In one project, students built a turbine engine with a propeller — a turboprop.
“They knew nothing about a gas turbine, and they designed and fabricated everything in the machine, hooked it up and ran it,” said Roberts. “The fact that we were able to take it to AFRL, test it and get it running — I think AFRL was very shocked and surprised.”
The project later evolved to hooking up the engine to a solid-oxide fuel cell, a concept for advanced hybrid electric propulsion for the next generation aircraft. The cells produce electricity directly from oxidizing a fuel. Benefits include high efficiency, long-term stability, fuel flexibility and low emissions.
“The students hit certain targets each year and future projects build on the previous work,” said Roberts.
Other projects include electrical power production for hypersonic vehicles that could also extend the range of unmanned aerial vehicles.
Roberts said the hands-on experience provides invaluable real-world lessons for the students.
“They’ve been pushed,” he said. “They realize the answer is not in the back of the book. There are infinite answers to every problem. The best solution depends on the resources that you have.”
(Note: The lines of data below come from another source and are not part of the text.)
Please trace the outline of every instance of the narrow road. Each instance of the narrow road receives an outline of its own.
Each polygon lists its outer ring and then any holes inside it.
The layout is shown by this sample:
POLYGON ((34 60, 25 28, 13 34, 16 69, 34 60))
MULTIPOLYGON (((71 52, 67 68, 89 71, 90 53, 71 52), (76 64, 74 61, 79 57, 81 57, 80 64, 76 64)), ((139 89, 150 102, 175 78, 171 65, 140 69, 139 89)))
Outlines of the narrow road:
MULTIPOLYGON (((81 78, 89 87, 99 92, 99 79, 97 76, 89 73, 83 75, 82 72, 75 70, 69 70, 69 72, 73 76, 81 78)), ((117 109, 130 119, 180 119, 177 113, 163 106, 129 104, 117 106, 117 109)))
The students benefit from Roberts’ connections to the Air Force and industry. And students are being taught to look at the entire design process in aerospace propulsion and understand how each of the systems interacts with each other.
“They are using techniques and approaches that are not typically taught at all,” said Roberts. “These are skills that industry has been looking for and don’t typically exist in the curriculum at universities today.”
Roberts believes that his students are a year or two ahead of other graduates as they head off to their careers.
“They are ahead in the sense that they are directly addressing needs that the industry has today and hopefully the needs of tomorrow,” he said.